Sergei Vladimirovich Lipilin (Сергей Владимирович Липилин; born 28 August 1965) is an officer of the Russian Navy. He currently holds the rank of Vice-Admiral, and has been commander in chief of the Baltic Fleet since 2024.

==Biography==
Lipilin was born on 28 August 1965 in Nizhneudinsk, Irkutsk Oblast, in what was then the Russian Soviet Federative Socialist Republic, in the Soviet Union. He entered the Soviet Navy, studying at the Pacific Higher Naval School in Vladivostok, graduating from its mine and torpedo faculty in 1987. He was assigned to the Pacific Fleet, where he served on several Krivak-class frigates assigned to the fleet's missile ship brigade in Kamchatka, alternately the Retivyy, Rezkiy, Razumnyy and Letuchnyy. During Lipilin's service on these ships, he rose from the position of commander of the mine and torpedo warhead control group to the ship's commander's senior assistant. By 1995 he was serving as assistant to the commander of the Slava-class missile cruiser Varyag, moving with her when she was transferred from Kamchatka to and assigned to the 36th Surface Ship Division of the Primorsky Flotilla. Following this posting Lipilin held various command and staff positions in the Primorsky Flotilla's surface ship division, becoming deputy chief of staff of the formation. He commanded the Sovremenny-class destroyers Bezboyaznenny and Bystry, followed by the cruiser Varyag, becoming chief of staff of the surface ship division, and in 2008, its commander.
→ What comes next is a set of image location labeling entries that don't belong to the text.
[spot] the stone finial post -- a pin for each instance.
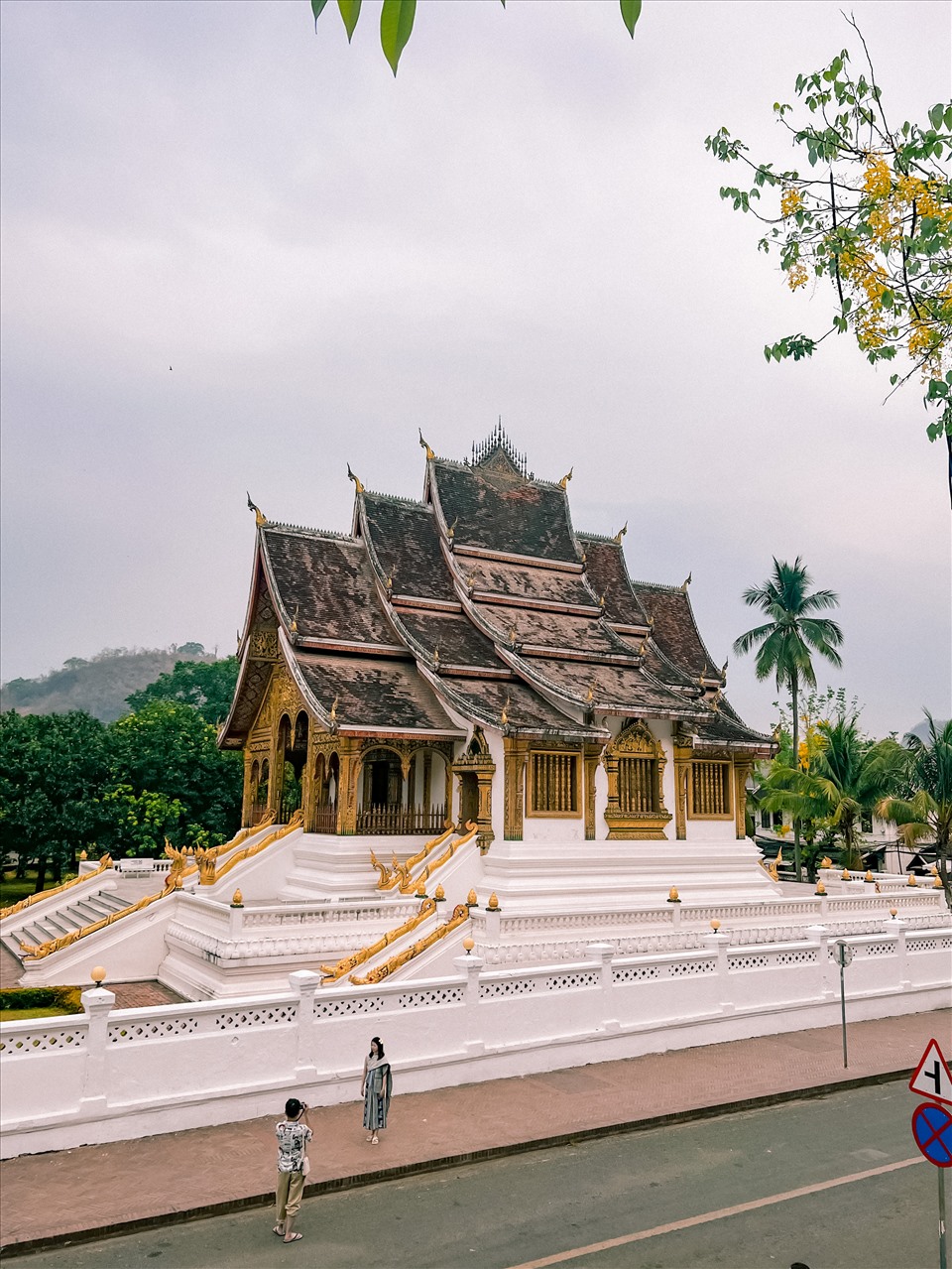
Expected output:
(720, 943)
(98, 1004)
(820, 937)
(303, 985)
Lipilin carried out further studies at the Kuznetsov Naval Academy, graduating in 2002. In 2009 he took command of the Black Sea Fleet's 30th Division of Surface Ships, a post he held until 2010, when he entered the Military Academy of the General Staff. Graduating from the academy in 2012, on 8 August that year he was appointed chief of staff and first deputy commander of the Northeastern Group of Troops and Forces. In 2014, he led a detachment of ships of the Pacific Fleet at the international Russian-Chinese exercises Peace Mission 2014. In September 2014, Lipilin was appointed to command the formation. He was promoted to rear admiral on 11 June 2015. In January 2018 he was appointed deputy commander of the Black Sea Fleet, before becoming chief of staff and first deputy commander of the Baltic Fleet in March 2021. He held this position until 8 July 2024, when he succeeded Vladimir Vorobyov as commander of the Baltic Fleet.

==Honours and awards==
Over his career Lipilin has received the Orders of Military Merit, Naval Merit, the Medal of the Order "For Merit to the Fatherland" Second Class and various other medals.